- Opinion
- 16 Jun 08
The Lisbon Treaty makes unlikely bedfellows of left and right. So what are we to read into this?
Are we wise or not? Sophisticated? Politically astute? Maybe all and maybe none. It’s like this: when Irish voters deliver a verdict in accordance with the wishes of observers and experts, we hear much of their sophistication and intelligence. When their votes go the other way we hear of their cupidity and self-interest.
If you want a piggy perspective, on the whole I think Irish voters have been pretty wise in referenda, just like the Irish judiciary have been pretty wise in deciding cases left to them, often as not, by the cowardice of politicians. (And if you want to talk of cupidity and cunning and self-interest, that’s where you should start.)
Traversing the country these days, you’d know there was a vote in the offing. It’s poster heaven! But what’s it about?
I kid you not, there are posters throughout Roscommon saying, ‘Save Roscommon Hospital: Vote No To Lisbon’. There is no name on these posters, no way of knowing who printed and hung them, nobody with whom you could check what’s up, doc?
Well, I’ve looked at the explanations of the Lisbon Treaty and I can’t see where Roscommon Hospital fits in at all at all.
Nor can I see what most of the other posters have to do with the referendum either. ‘Keep Our Commissioner: Vote No’… Don’t they mean, ‘Let Them Keep Charlie McCreevy’? Do these people have any idea what an EU Commissioner actually does?
There’s lots of vague and useless guff, Vote Yes to keep us at the heart of Europe, Vote No to keep us… at the heart of Europe. It’s a good deal to some, and a bad deal to others. Black is white and white is black.
Where the message is unclear or contradictory, inevitably, one examines the messengers. Immediately, a central question emerges. Why is it that the parties of the centre are all calling for a yes vote and the parties of the fringes or the extremes, left and right and other, are calling for a no vote?
For sure, the opponents of the Treaty make uneasy bedfellows, consisting of various (mutually hostile) strands of Sinn Féin, Trotskyists like the Socialist Workers Party, idiosyncratic independents like Patricia McKenna, Kathy Sinnott and Dana, right wing groupings like Cóir (aka Youth Defence) and Libertas, and a range of conspiracy theorists…
If one went to other European countries the same pattern is observed.
One is always a bit suspicious of organisations that adopt poncey Latin names and Libertas is no exception. According to the Irish Times on May 20, five of the seven members of the Libertas Institute Ltd are employees of the Galway subsidiary of Rivada Networks LLC, a company that provides communications technology to the US military’s northern command as well as to the National Guard in 16 states in the US, and three US federal bureaus.
So how do Sinn Féin feel about making common cause with a group led by people with close links to the US military? Or common cause with Youth Defence for that matter, or with the French hard right politician Jean Marie le Pen?
Both sides have been guilty of faffing and message manipulation. But to be purely objective for a moment, the NO side has resorted to much more fear, red herrings and muddied waters than the Yes, and this makes me very suspicious.
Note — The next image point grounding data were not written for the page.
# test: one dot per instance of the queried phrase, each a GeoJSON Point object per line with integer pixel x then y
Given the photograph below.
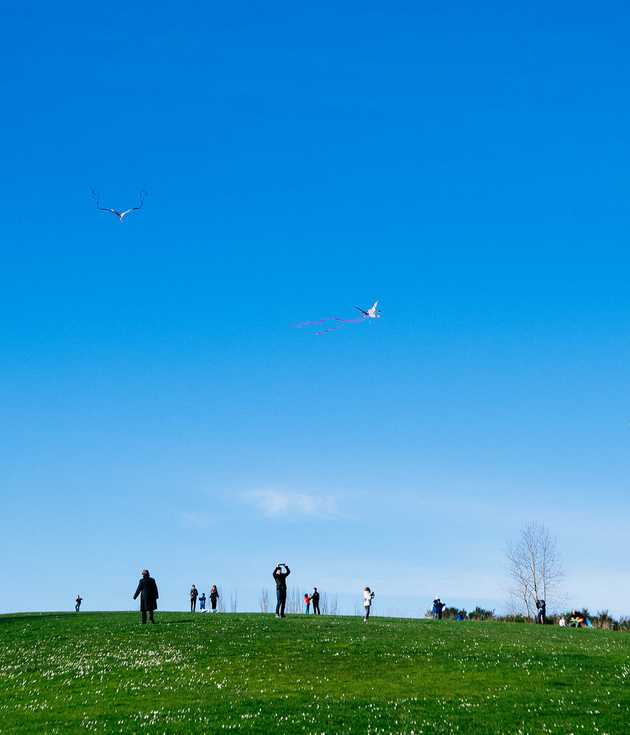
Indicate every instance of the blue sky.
{"type": "Point", "coordinates": [465, 165]}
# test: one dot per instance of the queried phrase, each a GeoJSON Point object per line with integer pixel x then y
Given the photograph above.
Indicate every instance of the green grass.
{"type": "Point", "coordinates": [103, 672]}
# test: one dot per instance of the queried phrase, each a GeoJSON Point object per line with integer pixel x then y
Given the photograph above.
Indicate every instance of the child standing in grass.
{"type": "Point", "coordinates": [368, 596]}
{"type": "Point", "coordinates": [214, 597]}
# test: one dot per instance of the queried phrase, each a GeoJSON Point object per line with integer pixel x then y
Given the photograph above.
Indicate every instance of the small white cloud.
{"type": "Point", "coordinates": [197, 521]}
{"type": "Point", "coordinates": [278, 504]}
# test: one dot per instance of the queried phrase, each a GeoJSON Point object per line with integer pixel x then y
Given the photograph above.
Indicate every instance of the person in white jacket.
{"type": "Point", "coordinates": [368, 596]}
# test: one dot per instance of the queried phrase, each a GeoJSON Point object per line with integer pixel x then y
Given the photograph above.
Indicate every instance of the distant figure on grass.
{"type": "Point", "coordinates": [147, 589]}
{"type": "Point", "coordinates": [280, 578]}
{"type": "Point", "coordinates": [438, 607]}
{"type": "Point", "coordinates": [368, 596]}
{"type": "Point", "coordinates": [214, 597]}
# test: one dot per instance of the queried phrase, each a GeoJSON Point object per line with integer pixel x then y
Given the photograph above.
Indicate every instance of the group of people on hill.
{"type": "Point", "coordinates": [313, 599]}
{"type": "Point", "coordinates": [214, 599]}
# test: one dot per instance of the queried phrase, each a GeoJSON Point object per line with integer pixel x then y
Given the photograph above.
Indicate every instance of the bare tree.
{"type": "Point", "coordinates": [264, 600]}
{"type": "Point", "coordinates": [535, 568]}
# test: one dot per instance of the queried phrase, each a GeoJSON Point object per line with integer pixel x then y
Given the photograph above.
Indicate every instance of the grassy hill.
{"type": "Point", "coordinates": [103, 672]}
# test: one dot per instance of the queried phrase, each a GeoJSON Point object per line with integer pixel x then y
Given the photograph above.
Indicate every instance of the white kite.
{"type": "Point", "coordinates": [340, 322]}
{"type": "Point", "coordinates": [116, 212]}
{"type": "Point", "coordinates": [371, 313]}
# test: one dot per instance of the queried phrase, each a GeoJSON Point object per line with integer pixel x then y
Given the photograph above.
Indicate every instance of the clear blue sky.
{"type": "Point", "coordinates": [467, 165]}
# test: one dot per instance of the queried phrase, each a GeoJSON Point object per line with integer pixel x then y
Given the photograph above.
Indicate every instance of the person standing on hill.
{"type": "Point", "coordinates": [280, 578]}
{"type": "Point", "coordinates": [214, 597]}
{"type": "Point", "coordinates": [368, 596]}
{"type": "Point", "coordinates": [147, 589]}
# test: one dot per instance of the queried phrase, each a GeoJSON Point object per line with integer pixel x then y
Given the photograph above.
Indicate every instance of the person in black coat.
{"type": "Point", "coordinates": [147, 589]}
{"type": "Point", "coordinates": [280, 578]}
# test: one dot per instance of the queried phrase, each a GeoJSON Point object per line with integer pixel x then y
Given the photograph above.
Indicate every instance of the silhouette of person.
{"type": "Point", "coordinates": [147, 589]}
{"type": "Point", "coordinates": [214, 597]}
{"type": "Point", "coordinates": [280, 578]}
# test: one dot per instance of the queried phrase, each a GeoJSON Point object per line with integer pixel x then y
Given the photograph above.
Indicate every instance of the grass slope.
{"type": "Point", "coordinates": [103, 672]}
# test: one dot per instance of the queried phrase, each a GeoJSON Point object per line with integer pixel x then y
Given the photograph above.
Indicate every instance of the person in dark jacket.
{"type": "Point", "coordinates": [280, 578]}
{"type": "Point", "coordinates": [214, 597]}
{"type": "Point", "coordinates": [147, 589]}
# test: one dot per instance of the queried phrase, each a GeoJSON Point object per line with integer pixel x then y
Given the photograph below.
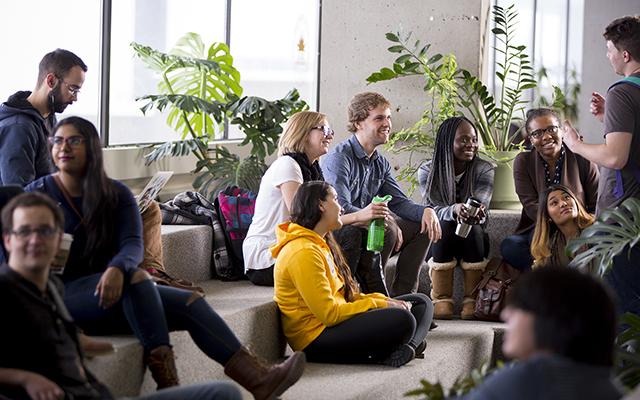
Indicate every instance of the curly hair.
{"type": "Point", "coordinates": [360, 106]}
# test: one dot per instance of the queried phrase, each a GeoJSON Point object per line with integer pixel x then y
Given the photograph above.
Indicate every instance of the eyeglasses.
{"type": "Point", "coordinates": [538, 133]}
{"type": "Point", "coordinates": [44, 232]}
{"type": "Point", "coordinates": [71, 141]}
{"type": "Point", "coordinates": [326, 130]}
{"type": "Point", "coordinates": [73, 89]}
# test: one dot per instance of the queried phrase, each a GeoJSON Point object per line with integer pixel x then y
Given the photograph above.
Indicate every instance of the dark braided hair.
{"type": "Point", "coordinates": [441, 184]}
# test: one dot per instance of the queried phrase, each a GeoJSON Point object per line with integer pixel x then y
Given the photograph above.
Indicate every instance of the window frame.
{"type": "Point", "coordinates": [105, 73]}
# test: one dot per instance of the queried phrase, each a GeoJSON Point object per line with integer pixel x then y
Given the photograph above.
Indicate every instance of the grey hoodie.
{"type": "Point", "coordinates": [24, 151]}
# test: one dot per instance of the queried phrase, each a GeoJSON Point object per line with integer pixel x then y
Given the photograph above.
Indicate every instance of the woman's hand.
{"type": "Point", "coordinates": [393, 303]}
{"type": "Point", "coordinates": [40, 388]}
{"type": "Point", "coordinates": [109, 288]}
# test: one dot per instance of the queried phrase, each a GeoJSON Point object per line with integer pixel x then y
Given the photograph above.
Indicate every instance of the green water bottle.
{"type": "Point", "coordinates": [375, 239]}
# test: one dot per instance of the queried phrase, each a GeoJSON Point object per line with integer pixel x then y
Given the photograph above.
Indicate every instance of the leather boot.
{"type": "Point", "coordinates": [441, 275]}
{"type": "Point", "coordinates": [472, 273]}
{"type": "Point", "coordinates": [264, 381]}
{"type": "Point", "coordinates": [161, 362]}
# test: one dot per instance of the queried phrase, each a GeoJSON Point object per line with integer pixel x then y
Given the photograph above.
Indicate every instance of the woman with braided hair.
{"type": "Point", "coordinates": [453, 175]}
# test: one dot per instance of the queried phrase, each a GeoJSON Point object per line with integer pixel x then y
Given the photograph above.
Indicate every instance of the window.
{"type": "Point", "coordinates": [552, 32]}
{"type": "Point", "coordinates": [272, 57]}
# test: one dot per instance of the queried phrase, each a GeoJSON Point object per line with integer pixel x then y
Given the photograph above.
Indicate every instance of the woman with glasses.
{"type": "Point", "coordinates": [561, 217]}
{"type": "Point", "coordinates": [549, 163]}
{"type": "Point", "coordinates": [321, 307]}
{"type": "Point", "coordinates": [306, 137]}
{"type": "Point", "coordinates": [106, 292]}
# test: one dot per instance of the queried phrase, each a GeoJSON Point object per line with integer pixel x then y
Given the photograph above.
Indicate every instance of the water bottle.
{"type": "Point", "coordinates": [375, 239]}
{"type": "Point", "coordinates": [473, 208]}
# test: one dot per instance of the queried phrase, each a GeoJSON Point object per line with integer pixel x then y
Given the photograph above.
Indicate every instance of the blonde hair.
{"type": "Point", "coordinates": [360, 106]}
{"type": "Point", "coordinates": [295, 132]}
{"type": "Point", "coordinates": [545, 227]}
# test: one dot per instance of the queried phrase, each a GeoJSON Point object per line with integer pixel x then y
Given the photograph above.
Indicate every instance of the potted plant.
{"type": "Point", "coordinates": [610, 247]}
{"type": "Point", "coordinates": [200, 90]}
{"type": "Point", "coordinates": [498, 118]}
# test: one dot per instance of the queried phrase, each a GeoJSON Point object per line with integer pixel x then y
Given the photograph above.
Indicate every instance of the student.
{"type": "Point", "coordinates": [322, 310]}
{"type": "Point", "coordinates": [560, 326]}
{"type": "Point", "coordinates": [306, 137]}
{"type": "Point", "coordinates": [619, 155]}
{"type": "Point", "coordinates": [453, 175]}
{"type": "Point", "coordinates": [26, 118]}
{"type": "Point", "coordinates": [358, 172]}
{"type": "Point", "coordinates": [40, 346]}
{"type": "Point", "coordinates": [561, 217]}
{"type": "Point", "coordinates": [550, 162]}
{"type": "Point", "coordinates": [107, 293]}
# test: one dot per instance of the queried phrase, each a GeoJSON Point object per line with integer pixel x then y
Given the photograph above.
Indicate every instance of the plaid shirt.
{"type": "Point", "coordinates": [191, 208]}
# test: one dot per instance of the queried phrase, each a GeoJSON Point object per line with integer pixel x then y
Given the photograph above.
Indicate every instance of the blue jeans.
{"type": "Point", "coordinates": [204, 391]}
{"type": "Point", "coordinates": [516, 250]}
{"type": "Point", "coordinates": [150, 312]}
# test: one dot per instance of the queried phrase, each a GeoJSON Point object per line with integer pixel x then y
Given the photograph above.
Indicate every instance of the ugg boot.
{"type": "Point", "coordinates": [162, 365]}
{"type": "Point", "coordinates": [441, 275]}
{"type": "Point", "coordinates": [472, 273]}
{"type": "Point", "coordinates": [264, 381]}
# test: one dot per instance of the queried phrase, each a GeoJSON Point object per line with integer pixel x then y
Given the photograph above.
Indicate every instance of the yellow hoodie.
{"type": "Point", "coordinates": [308, 289]}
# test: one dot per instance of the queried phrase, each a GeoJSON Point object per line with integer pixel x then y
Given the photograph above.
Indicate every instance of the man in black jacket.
{"type": "Point", "coordinates": [40, 356]}
{"type": "Point", "coordinates": [26, 118]}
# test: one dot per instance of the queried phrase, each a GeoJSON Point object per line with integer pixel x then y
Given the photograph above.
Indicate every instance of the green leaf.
{"type": "Point", "coordinates": [396, 49]}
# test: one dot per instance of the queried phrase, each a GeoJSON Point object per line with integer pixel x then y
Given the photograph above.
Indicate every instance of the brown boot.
{"type": "Point", "coordinates": [441, 275]}
{"type": "Point", "coordinates": [472, 273]}
{"type": "Point", "coordinates": [161, 362]}
{"type": "Point", "coordinates": [264, 381]}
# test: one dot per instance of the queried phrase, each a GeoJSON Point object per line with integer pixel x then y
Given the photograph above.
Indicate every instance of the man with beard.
{"type": "Point", "coordinates": [26, 118]}
{"type": "Point", "coordinates": [358, 172]}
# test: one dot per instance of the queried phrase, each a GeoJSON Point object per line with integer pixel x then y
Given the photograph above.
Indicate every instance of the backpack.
{"type": "Point", "coordinates": [235, 207]}
{"type": "Point", "coordinates": [618, 191]}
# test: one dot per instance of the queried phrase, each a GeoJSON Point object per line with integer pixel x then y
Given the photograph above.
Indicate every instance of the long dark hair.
{"type": "Point", "coordinates": [441, 184]}
{"type": "Point", "coordinates": [98, 194]}
{"type": "Point", "coordinates": [546, 228]}
{"type": "Point", "coordinates": [574, 314]}
{"type": "Point", "coordinates": [305, 211]}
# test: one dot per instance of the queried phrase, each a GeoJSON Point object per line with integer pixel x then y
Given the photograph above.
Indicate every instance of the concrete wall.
{"type": "Point", "coordinates": [597, 73]}
{"type": "Point", "coordinates": [353, 45]}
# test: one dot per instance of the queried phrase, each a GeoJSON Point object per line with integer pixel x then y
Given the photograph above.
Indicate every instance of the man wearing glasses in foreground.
{"type": "Point", "coordinates": [26, 118]}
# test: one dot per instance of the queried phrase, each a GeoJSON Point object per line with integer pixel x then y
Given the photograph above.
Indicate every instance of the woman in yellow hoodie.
{"type": "Point", "coordinates": [323, 313]}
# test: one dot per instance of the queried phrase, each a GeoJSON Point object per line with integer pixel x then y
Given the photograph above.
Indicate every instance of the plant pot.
{"type": "Point", "coordinates": [504, 188]}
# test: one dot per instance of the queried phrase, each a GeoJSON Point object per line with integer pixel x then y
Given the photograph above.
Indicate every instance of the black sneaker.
{"type": "Point", "coordinates": [400, 356]}
{"type": "Point", "coordinates": [420, 349]}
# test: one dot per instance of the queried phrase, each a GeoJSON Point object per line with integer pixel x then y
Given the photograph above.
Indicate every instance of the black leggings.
{"type": "Point", "coordinates": [371, 336]}
{"type": "Point", "coordinates": [471, 249]}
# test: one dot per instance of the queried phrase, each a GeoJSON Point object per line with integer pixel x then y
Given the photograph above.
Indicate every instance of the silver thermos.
{"type": "Point", "coordinates": [473, 207]}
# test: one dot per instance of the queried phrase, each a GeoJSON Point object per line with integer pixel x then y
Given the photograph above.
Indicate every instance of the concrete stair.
{"type": "Point", "coordinates": [454, 348]}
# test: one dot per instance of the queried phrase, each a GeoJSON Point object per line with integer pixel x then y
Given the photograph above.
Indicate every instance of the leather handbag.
{"type": "Point", "coordinates": [492, 291]}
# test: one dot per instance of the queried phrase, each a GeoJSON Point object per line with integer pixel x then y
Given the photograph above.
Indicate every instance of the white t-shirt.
{"type": "Point", "coordinates": [270, 211]}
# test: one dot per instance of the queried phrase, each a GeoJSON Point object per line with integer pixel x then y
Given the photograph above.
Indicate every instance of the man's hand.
{"type": "Point", "coordinates": [571, 137]}
{"type": "Point", "coordinates": [596, 106]}
{"type": "Point", "coordinates": [431, 224]}
{"type": "Point", "coordinates": [372, 211]}
{"type": "Point", "coordinates": [40, 388]}
{"type": "Point", "coordinates": [392, 224]}
{"type": "Point", "coordinates": [393, 303]}
{"type": "Point", "coordinates": [110, 287]}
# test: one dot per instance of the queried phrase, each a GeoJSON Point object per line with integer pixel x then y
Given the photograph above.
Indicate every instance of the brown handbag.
{"type": "Point", "coordinates": [493, 288]}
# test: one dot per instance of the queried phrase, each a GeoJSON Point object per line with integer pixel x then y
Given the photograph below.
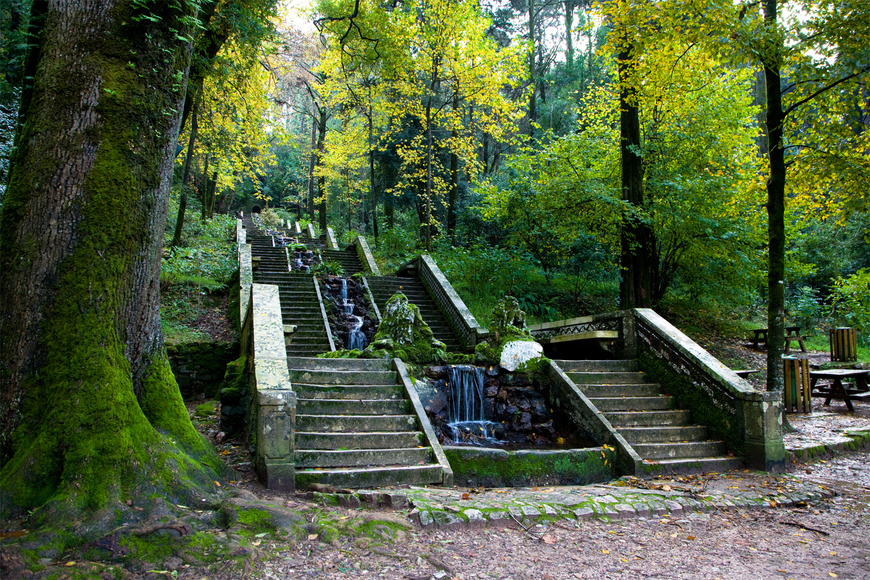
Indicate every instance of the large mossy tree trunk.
{"type": "Point", "coordinates": [775, 117]}
{"type": "Point", "coordinates": [90, 413]}
{"type": "Point", "coordinates": [637, 241]}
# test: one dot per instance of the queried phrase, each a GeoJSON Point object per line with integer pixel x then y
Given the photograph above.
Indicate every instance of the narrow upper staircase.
{"type": "Point", "coordinates": [356, 428]}
{"type": "Point", "coordinates": [348, 260]}
{"type": "Point", "coordinates": [299, 304]}
{"type": "Point", "coordinates": [383, 287]}
{"type": "Point", "coordinates": [647, 417]}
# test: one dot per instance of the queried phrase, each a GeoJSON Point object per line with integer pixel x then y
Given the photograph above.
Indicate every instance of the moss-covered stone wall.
{"type": "Point", "coordinates": [199, 367]}
{"type": "Point", "coordinates": [720, 423]}
{"type": "Point", "coordinates": [477, 467]}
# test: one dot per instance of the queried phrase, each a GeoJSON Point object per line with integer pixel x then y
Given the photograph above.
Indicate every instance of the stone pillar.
{"type": "Point", "coordinates": [276, 444]}
{"type": "Point", "coordinates": [762, 417]}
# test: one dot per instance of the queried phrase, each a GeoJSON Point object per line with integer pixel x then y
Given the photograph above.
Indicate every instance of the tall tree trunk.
{"type": "Point", "coordinates": [312, 163]}
{"type": "Point", "coordinates": [775, 212]}
{"type": "Point", "coordinates": [569, 34]}
{"type": "Point", "coordinates": [533, 78]}
{"type": "Point", "coordinates": [428, 210]}
{"type": "Point", "coordinates": [372, 185]}
{"type": "Point", "coordinates": [188, 159]}
{"type": "Point", "coordinates": [636, 237]}
{"type": "Point", "coordinates": [321, 180]}
{"type": "Point", "coordinates": [454, 176]}
{"type": "Point", "coordinates": [90, 413]}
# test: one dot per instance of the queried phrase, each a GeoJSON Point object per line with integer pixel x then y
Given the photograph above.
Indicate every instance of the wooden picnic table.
{"type": "Point", "coordinates": [791, 333]}
{"type": "Point", "coordinates": [836, 390]}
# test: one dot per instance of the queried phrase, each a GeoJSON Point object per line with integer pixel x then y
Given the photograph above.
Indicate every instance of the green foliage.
{"type": "Point", "coordinates": [329, 268]}
{"type": "Point", "coordinates": [851, 301]}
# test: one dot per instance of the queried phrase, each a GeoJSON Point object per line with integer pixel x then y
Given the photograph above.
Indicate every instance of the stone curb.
{"type": "Point", "coordinates": [859, 440]}
{"type": "Point", "coordinates": [595, 502]}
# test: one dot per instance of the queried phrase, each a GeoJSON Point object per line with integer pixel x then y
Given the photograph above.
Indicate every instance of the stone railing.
{"type": "Point", "coordinates": [447, 299]}
{"type": "Point", "coordinates": [330, 239]}
{"type": "Point", "coordinates": [749, 421]}
{"type": "Point", "coordinates": [246, 279]}
{"type": "Point", "coordinates": [600, 326]}
{"type": "Point", "coordinates": [423, 419]}
{"type": "Point", "coordinates": [241, 232]}
{"type": "Point", "coordinates": [273, 402]}
{"type": "Point", "coordinates": [366, 258]}
{"type": "Point", "coordinates": [565, 395]}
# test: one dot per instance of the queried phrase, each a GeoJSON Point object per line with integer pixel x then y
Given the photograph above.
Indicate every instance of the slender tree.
{"type": "Point", "coordinates": [90, 413]}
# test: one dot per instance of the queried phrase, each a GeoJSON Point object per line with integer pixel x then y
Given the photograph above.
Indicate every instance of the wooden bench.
{"type": "Point", "coordinates": [836, 390]}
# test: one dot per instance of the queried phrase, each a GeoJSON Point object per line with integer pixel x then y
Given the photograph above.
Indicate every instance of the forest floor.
{"type": "Point", "coordinates": [800, 538]}
{"type": "Point", "coordinates": [823, 538]}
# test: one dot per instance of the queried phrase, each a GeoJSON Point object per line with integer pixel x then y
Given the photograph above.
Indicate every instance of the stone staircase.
{"type": "Point", "coordinates": [647, 418]}
{"type": "Point", "coordinates": [348, 260]}
{"type": "Point", "coordinates": [383, 287]}
{"type": "Point", "coordinates": [355, 428]}
{"type": "Point", "coordinates": [299, 304]}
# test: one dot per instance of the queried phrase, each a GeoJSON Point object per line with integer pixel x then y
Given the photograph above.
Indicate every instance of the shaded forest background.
{"type": "Point", "coordinates": [490, 137]}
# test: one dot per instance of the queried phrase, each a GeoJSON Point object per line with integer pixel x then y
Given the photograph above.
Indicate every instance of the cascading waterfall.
{"type": "Point", "coordinates": [355, 337]}
{"type": "Point", "coordinates": [467, 421]}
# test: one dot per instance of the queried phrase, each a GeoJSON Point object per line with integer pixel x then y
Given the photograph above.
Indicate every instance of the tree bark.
{"type": "Point", "coordinates": [775, 213]}
{"type": "Point", "coordinates": [182, 202]}
{"type": "Point", "coordinates": [89, 410]}
{"type": "Point", "coordinates": [321, 180]}
{"type": "Point", "coordinates": [637, 242]}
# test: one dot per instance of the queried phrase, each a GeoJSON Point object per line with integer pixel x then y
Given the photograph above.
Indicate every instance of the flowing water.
{"type": "Point", "coordinates": [467, 421]}
{"type": "Point", "coordinates": [355, 337]}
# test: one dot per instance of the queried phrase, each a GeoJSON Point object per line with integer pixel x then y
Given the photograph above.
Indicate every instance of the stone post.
{"type": "Point", "coordinates": [764, 447]}
{"type": "Point", "coordinates": [275, 411]}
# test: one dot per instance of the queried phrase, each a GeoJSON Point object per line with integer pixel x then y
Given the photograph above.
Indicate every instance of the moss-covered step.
{"type": "Point", "coordinates": [355, 392]}
{"type": "Point", "coordinates": [690, 466]}
{"type": "Point", "coordinates": [631, 390]}
{"type": "Point", "coordinates": [375, 440]}
{"type": "Point", "coordinates": [606, 378]}
{"type": "Point", "coordinates": [362, 457]}
{"type": "Point", "coordinates": [680, 449]}
{"type": "Point", "coordinates": [355, 423]}
{"type": "Point", "coordinates": [623, 403]}
{"type": "Point", "coordinates": [340, 364]}
{"type": "Point", "coordinates": [663, 433]}
{"type": "Point", "coordinates": [340, 377]}
{"type": "Point", "coordinates": [370, 478]}
{"type": "Point", "coordinates": [348, 406]}
{"type": "Point", "coordinates": [647, 418]}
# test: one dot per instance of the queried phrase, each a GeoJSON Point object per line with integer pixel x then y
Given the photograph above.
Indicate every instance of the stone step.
{"type": "Point", "coordinates": [655, 403]}
{"type": "Point", "coordinates": [340, 364]}
{"type": "Point", "coordinates": [353, 407]}
{"type": "Point", "coordinates": [339, 377]}
{"type": "Point", "coordinates": [356, 423]}
{"type": "Point", "coordinates": [357, 392]}
{"type": "Point", "coordinates": [632, 390]}
{"type": "Point", "coordinates": [688, 466]}
{"type": "Point", "coordinates": [308, 458]}
{"type": "Point", "coordinates": [680, 449]}
{"type": "Point", "coordinates": [647, 418]}
{"type": "Point", "coordinates": [371, 440]}
{"type": "Point", "coordinates": [618, 365]}
{"type": "Point", "coordinates": [660, 434]}
{"type": "Point", "coordinates": [371, 478]}
{"type": "Point", "coordinates": [303, 350]}
{"type": "Point", "coordinates": [605, 378]}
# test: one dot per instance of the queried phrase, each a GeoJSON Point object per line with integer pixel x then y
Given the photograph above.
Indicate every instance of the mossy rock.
{"type": "Point", "coordinates": [402, 333]}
I still haven’t fully decided, but I know which way I am leaning and it is driven more by fear and loathing of the unholy coalition opposing the treaty than by unease about what the thing actually does.
In essence, as I have it, the Treaty amends (or rather tidies up) the EC Treaty and the Maastricht Treaty to bring them up to date with the expansion of the European Union. Various changes follow but, crucially, we don’t lose our veto and any military involvement has to be agreed by the Dáil. Workers are protected by the Charter of Fundamental Rights.
The Lisbon Treaty is a huge document and makes hard going for a reluctant reader. But most of what’s in it is not new. It revises and reworks what already exists. The summary documents produced by the Referendum Commission and the National Forum on Europe are good walk-through guides to the basics. They deserve a close read.
Having done that, one way or the other, both Ireland and Europe deserve that we all go and vote.